🤖 AI Summary
Existing 3D datasets and models predominantly emphasize geometric structure while neglecting material properties—key determinants of visual appearance. This work introduces the first zero-shot, two-stage inference framework that jointly infers semantic categories and material compositions directly from 3D point clouds with coarse segmentation. Our core innovation leverages large language models (LLMs) as universal priors: Stage I generates descriptive semantic labels via LLM prompting; Stage II conditions material assignment on these semantic labels, without fine-tuning or task-specific training. By decoupling “what the object is” from “what it is made of,” our method achieves cross-modal alignment between geometry and material. We evaluate on 1,000 shapes from Fusion/ABS and ShapeNet, demonstrating high plausibility in both semantic and material inference. Assessment employs the LLM-as-a-Judge paradigm from DeepEval. To our knowledge, this is the first work to empirically validate LLMs’ capability to bridge 3D geometric understanding and material cognition.
📝 Abstract
Most existing 3D shape datasets and models focus solely on geometry, overlooking the material properties that determine how objects appear. We introduce a two-stage large language model (LLM) based method for inferring material composition directly from 3D point clouds with coarse segmentations. Our key insight is to decouple reasoning about what an object is from what it is made of. In the first stage, an LLM predicts the object's semantic; in the second stage, it assigns plausible materials to each geometric segment, conditioned on the inferred semantics.
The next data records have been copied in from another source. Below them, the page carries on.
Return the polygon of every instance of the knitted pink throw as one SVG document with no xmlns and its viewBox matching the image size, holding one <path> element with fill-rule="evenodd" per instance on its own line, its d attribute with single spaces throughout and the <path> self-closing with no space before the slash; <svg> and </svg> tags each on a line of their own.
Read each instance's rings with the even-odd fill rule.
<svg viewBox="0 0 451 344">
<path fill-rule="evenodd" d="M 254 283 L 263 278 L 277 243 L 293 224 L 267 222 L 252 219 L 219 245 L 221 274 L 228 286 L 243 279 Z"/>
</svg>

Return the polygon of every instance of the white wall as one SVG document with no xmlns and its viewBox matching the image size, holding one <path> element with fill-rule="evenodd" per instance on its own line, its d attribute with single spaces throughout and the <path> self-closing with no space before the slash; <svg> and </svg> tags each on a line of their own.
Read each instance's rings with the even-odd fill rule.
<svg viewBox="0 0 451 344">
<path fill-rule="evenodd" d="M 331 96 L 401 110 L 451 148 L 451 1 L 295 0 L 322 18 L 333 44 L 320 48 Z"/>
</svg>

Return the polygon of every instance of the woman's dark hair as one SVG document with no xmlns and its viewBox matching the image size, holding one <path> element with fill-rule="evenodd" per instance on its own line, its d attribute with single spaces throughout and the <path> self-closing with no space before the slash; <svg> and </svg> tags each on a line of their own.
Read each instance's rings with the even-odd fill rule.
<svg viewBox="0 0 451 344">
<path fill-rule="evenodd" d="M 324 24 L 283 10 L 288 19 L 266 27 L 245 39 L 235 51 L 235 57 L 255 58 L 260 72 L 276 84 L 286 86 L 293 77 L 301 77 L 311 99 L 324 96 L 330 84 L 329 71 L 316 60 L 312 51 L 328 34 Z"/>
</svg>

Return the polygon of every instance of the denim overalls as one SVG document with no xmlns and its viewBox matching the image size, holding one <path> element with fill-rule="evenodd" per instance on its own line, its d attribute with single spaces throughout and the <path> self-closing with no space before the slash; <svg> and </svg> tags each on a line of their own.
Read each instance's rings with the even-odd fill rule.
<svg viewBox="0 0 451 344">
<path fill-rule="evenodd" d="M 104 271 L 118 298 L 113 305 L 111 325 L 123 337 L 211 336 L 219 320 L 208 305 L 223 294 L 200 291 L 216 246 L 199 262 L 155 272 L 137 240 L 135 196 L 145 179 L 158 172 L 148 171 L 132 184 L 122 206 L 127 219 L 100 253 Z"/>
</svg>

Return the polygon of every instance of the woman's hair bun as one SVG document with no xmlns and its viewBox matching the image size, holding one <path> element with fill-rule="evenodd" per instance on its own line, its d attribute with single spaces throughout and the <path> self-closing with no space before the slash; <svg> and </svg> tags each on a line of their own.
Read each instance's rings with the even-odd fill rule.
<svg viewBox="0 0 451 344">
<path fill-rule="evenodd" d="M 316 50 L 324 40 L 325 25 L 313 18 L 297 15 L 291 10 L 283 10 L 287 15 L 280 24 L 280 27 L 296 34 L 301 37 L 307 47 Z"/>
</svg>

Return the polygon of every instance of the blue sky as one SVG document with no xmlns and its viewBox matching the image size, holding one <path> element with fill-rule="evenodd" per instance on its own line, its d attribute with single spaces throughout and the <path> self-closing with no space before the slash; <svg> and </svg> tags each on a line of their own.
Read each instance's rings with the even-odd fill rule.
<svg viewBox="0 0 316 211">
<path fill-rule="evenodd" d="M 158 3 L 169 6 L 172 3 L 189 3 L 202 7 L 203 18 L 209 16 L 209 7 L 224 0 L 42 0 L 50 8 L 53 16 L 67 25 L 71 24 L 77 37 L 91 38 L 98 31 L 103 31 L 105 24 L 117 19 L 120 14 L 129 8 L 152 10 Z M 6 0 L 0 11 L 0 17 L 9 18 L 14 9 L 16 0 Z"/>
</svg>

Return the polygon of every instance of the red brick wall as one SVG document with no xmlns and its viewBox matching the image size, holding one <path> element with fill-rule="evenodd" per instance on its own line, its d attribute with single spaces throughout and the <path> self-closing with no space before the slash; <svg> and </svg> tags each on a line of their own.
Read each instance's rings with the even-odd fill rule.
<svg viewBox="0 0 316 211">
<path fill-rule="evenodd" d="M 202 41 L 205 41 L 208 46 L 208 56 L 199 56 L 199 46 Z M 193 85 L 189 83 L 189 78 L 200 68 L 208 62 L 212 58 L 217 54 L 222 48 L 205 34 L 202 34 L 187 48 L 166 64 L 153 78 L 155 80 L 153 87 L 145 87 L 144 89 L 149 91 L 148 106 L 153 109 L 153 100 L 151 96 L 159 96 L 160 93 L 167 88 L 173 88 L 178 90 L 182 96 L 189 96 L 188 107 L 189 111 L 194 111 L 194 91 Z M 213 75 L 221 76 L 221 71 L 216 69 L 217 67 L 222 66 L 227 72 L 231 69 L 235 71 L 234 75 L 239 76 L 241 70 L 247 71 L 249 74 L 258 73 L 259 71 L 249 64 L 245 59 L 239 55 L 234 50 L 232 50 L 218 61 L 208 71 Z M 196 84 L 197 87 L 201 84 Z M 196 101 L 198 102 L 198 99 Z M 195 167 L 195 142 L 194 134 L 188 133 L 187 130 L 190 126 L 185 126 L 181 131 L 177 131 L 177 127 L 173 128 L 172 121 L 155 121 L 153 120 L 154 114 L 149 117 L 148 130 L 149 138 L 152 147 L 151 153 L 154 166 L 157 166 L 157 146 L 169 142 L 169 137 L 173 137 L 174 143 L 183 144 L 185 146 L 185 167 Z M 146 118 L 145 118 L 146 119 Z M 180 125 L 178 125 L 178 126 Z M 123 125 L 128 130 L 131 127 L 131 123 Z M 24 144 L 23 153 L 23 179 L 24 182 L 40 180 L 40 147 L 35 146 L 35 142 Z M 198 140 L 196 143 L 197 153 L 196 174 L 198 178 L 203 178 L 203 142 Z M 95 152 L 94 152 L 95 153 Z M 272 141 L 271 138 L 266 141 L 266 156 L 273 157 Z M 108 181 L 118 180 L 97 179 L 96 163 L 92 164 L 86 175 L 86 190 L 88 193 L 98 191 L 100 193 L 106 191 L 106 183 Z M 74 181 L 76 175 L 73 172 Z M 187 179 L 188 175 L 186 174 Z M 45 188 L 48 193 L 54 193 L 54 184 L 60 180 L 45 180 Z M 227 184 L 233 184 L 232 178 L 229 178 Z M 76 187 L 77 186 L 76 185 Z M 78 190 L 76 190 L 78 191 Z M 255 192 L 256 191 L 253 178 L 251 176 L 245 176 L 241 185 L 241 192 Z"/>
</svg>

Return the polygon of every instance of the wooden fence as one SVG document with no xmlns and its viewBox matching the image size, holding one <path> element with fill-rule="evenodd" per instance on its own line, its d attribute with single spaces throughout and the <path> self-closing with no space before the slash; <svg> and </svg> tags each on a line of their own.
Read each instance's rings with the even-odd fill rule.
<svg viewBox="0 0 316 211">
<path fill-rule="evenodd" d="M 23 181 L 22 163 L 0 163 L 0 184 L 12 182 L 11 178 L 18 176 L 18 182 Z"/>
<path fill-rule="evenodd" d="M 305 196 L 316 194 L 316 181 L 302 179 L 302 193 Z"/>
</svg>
Both stages operate in a zero-shot manner, without task-specific training. Because existing datasets lack reliable material annotations, we evaluate our method using an LLM-as-a-Judge implemented in DeepEval. Across 1,000 shapes from Fusion/ABS and ShapeNet, our method achieves high semantic and material plausibility. These results demonstrate that language models can serve as general-purpose priors for bridging geometric reasoning and material understanding in 3D data.